Soudain, une souris me fila entre les jambes, apeurée. Je relevais la tête, avant de découvrir plusieurs de ses compères à une dizaine de mètres de moi, qui prirent leurs jambes à leur cou à leur tour, abandonnant leur butin. Un tas de nourriture. J'avais l'impression de rêver. Je me pinçais le bras une fois, deux fois, et ne voulant pas souffrir une troisième fois, décidais que c'était suffisamment réel pour dévorer un biscuit. Il y avait à côté deux pains légèrement poussiéreux et aux trognons grignotés par les rongeurs, mais je savais que cela n'avait pas d'importance. J'avais faim. J'aurais pu en pleurer, sérieusement. De toute façon, j'avais déjà perdu pas mal de dignité en paniquant pour rien face au serpent à une quinzaine de mètres de moi, quelques larmes échappées pour un biscuit ranci ne compteraient pas. Il se disait que parfois, les stocks de nourriture non consommés par les gardes au Canada étaient envoyés aux États-Unis en même temps que certains prisonniers. Ça permettait de redorer un peu l'image du nouvel ordre installé : « regardez, on envoie peut-être les criminels ici, mais on ne les envoie pas vraiment à la mort, on les nourrit un peu ». Comme si deux pains durs allaient sauver du monde.

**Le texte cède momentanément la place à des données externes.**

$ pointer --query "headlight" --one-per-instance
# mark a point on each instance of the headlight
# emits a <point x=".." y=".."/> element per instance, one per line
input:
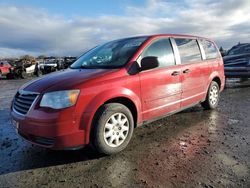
<point x="60" y="99"/>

Malgré ma mastication et de mes dents qui essayaient de broyer des bouts de pain, un bruit attira mon attention. Je stoppai toute action, à l'affût. Des pas et des paroles. Des personnes. Que faire ? Et si cette nourriture était à eux ? Alors je n'étais qu'une voleuse. Non, ils ne laisseraient pas traîner de la nourriture au sol pour les rongeurs. Paniquée, je préférais trouver une cachette. Je tournai la tête dans tous les sens avant de découvrir une petite fissure dans le mur de pierre à côté de moi. Je m'y engouffrais en quatrième vitesse, en espérant que personne ne m'ait vue.